LW: Obviously I’m still training in Tony’s gym. The only difference is the rounds really. I’m sparring eight rounds. I’m going a few more rounds sparring, more rounds on the pads and bags. The training schedules that we had in the other camps are the exact same now. It’s the same type of training.

In boxing training there isn’t too much different in anything. It’s bags, pads, sparring, running, strength and conditioning. You don’t really do anything else. We go for swims and stuff, but it doesn’t change just because of the rounds.


Q: Have you done any sparring in other people’s camps or is it always the case of people coming to your gym to spar you?

LW: We travel as well. We were down with the Donovans [Paddy and Edward] in Andy Lee’s gym sparring them, which is great experience for me. They’re very good, high level amateurs and now they’re doing very good in the pros as well. For my brother as well to be sparring them straight off, before his debut, is a big thing. Everything’s going well.


Q: Are there any other notable names around Ireland or the UK that you would’ve sparred in the last couple of years?

LW: I sparred the likes of Stanley Stannard, Tom Cowling, and, last year, Gary Cully, Sean McComb, and I did a few rounds with Tommy McCarthy, who are big names in Ireland. It was good to get rounds with them. They’re huge names and a lot more experienced than me so getting in with them, learning things with them is huge. It brings it in to my game then.


Q: Sometimes there’s a difference between more full on sparring and technical sparring. What do you find more useful? When sparring the likes of Tommy McCarthy, would that have been open sparring given that he’s so big?

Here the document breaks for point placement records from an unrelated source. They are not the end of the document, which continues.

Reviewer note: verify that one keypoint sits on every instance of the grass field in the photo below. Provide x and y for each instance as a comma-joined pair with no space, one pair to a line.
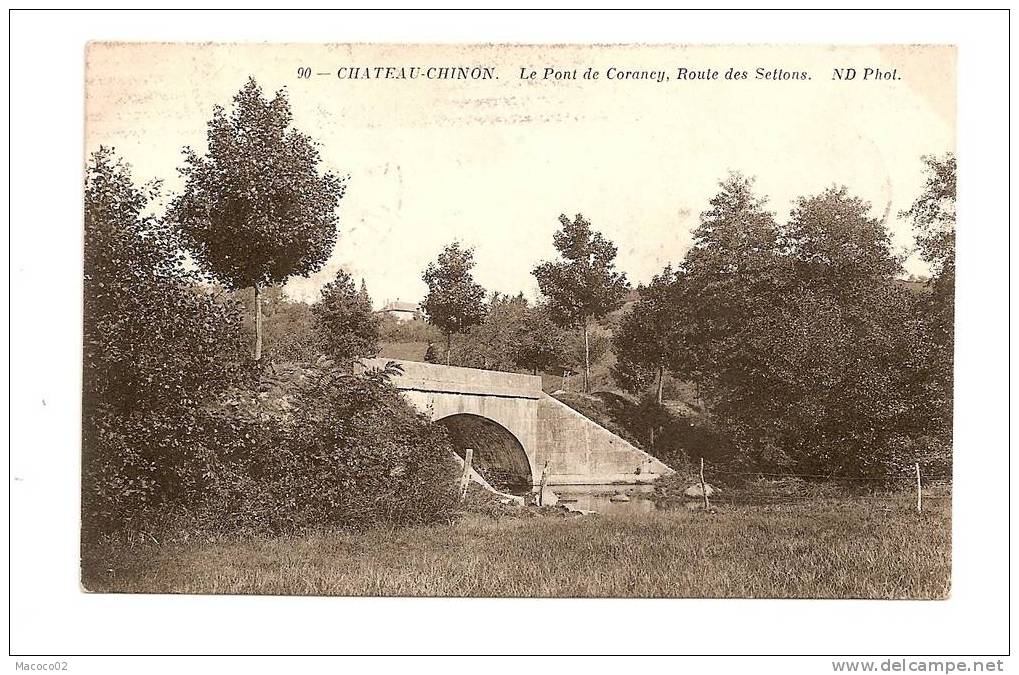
838,549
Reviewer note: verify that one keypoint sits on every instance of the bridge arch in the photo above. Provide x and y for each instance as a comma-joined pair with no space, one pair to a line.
498,455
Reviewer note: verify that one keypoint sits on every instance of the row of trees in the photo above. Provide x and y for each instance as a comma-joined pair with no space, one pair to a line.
183,426
803,339
579,289
810,349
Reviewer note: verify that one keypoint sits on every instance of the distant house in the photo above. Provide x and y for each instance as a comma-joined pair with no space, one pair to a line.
400,311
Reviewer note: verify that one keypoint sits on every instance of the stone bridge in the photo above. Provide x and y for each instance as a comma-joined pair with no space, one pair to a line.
515,428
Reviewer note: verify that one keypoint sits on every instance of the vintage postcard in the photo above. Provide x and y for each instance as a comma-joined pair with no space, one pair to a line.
505,320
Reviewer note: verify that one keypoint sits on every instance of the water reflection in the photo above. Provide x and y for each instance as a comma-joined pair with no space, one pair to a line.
600,499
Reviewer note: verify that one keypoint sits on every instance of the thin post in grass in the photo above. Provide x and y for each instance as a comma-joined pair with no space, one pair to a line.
703,486
465,479
541,485
919,498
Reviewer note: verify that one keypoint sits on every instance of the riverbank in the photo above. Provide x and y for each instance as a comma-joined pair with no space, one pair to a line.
837,549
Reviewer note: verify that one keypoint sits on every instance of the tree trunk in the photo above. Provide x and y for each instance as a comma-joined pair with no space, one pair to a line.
258,322
587,359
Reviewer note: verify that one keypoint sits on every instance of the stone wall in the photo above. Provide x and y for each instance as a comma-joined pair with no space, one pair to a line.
580,451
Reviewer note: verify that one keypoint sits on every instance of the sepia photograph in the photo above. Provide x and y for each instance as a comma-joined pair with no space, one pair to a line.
507,320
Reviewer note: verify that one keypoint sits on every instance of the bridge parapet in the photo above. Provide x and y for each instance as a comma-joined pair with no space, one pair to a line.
452,379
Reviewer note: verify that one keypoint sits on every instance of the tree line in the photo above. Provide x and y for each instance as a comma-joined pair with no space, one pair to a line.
807,345
808,349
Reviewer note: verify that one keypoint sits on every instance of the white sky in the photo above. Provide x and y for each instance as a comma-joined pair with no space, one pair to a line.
493,163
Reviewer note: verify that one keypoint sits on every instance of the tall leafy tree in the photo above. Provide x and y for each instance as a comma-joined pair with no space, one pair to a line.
650,340
256,209
933,217
346,326
489,345
154,338
154,344
454,302
584,284
541,345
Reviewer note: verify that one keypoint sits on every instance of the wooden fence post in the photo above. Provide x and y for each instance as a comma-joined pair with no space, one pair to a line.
703,486
541,485
919,499
465,479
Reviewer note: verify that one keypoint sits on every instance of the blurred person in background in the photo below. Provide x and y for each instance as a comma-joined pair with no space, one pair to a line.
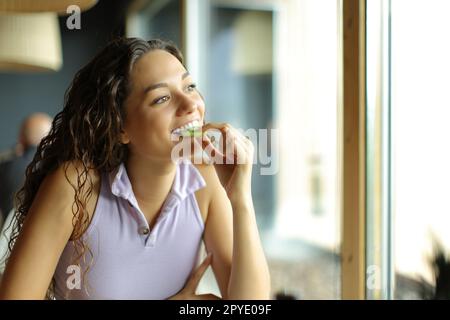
12,169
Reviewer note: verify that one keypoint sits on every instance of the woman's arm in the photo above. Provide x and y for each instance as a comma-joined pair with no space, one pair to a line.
45,232
231,235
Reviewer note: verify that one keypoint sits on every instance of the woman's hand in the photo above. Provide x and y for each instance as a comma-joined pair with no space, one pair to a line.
236,154
188,292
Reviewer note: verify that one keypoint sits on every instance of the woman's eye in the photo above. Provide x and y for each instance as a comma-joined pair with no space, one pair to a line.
161,100
191,87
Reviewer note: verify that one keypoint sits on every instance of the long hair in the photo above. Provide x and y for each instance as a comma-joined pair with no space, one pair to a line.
87,131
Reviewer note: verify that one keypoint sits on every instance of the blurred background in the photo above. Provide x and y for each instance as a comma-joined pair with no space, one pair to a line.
277,64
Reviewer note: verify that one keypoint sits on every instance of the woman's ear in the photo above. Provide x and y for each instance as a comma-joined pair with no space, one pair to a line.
124,138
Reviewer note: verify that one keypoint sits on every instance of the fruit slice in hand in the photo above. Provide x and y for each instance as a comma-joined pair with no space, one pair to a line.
192,132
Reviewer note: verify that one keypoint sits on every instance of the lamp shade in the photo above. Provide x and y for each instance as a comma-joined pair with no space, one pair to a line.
30,6
30,42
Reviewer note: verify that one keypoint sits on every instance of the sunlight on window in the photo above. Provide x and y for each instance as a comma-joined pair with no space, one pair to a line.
420,124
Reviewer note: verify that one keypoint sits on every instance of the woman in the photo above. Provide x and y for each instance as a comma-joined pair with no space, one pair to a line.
105,212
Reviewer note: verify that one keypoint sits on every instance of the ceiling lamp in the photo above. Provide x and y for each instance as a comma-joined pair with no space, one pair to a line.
30,42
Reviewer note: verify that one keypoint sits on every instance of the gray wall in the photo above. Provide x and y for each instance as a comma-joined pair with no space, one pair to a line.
21,94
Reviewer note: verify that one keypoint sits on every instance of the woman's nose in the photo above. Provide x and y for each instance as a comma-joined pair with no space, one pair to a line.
187,105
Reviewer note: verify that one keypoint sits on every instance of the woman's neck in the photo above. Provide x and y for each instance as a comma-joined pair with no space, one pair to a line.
151,179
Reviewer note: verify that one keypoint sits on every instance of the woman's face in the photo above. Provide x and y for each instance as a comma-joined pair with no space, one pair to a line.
163,97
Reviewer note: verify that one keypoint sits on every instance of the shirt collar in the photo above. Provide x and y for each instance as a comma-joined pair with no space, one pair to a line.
187,180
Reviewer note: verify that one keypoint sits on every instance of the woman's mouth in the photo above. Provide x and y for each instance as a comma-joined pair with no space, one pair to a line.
190,129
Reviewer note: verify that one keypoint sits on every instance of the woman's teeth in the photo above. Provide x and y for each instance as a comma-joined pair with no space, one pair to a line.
193,125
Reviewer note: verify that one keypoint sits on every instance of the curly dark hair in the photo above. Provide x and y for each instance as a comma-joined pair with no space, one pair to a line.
87,131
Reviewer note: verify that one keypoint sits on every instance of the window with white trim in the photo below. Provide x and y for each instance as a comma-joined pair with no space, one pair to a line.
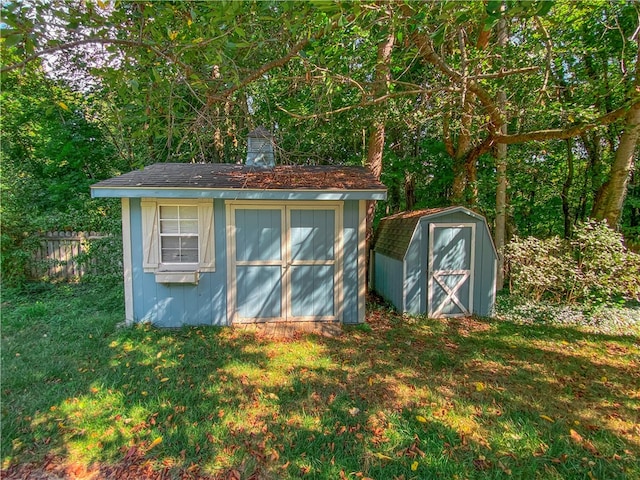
178,235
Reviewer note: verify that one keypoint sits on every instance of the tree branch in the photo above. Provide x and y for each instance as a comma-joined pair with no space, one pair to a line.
369,103
90,41
563,134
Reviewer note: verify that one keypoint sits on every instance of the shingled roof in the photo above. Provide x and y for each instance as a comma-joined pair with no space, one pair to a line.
231,176
394,233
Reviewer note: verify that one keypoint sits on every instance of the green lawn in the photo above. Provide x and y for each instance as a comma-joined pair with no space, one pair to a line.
397,398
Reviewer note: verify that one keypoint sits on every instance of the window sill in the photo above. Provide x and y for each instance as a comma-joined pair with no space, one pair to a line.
191,276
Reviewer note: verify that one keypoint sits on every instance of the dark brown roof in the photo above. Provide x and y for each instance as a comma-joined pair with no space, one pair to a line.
231,176
394,232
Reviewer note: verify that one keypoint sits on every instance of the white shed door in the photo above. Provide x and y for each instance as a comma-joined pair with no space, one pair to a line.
450,276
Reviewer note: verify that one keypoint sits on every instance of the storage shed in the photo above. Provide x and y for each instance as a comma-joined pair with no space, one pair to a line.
219,244
441,262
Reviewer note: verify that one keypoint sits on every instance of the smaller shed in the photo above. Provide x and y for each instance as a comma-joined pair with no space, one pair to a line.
441,262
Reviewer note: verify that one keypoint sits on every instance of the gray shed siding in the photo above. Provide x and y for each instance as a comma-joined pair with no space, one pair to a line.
405,283
389,277
350,262
415,264
485,264
175,305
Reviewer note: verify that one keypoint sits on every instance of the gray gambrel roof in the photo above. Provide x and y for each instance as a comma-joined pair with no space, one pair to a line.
394,233
231,176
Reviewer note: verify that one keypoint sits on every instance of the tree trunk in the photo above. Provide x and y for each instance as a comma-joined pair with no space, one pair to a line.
566,211
376,135
410,190
611,196
501,175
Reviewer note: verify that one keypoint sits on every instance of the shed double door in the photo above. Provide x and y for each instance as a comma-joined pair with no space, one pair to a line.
284,263
451,269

LW: No, in a way it was full on but he definitely wasn’t hitting full power because obviously he was a bit heavier than me. The likes of Gary Cully and Sean McComb would have been full power. They’re at a high, high level already in the pros so learning off them, it’s huge.

But technical sparring, I do a bit of that with my brother, Paddy. We don’t go full out or we’d end up killing each other. The technical side is very good because you’re practicing things slowly and when you see it in an open spar, you throw the shots naturally.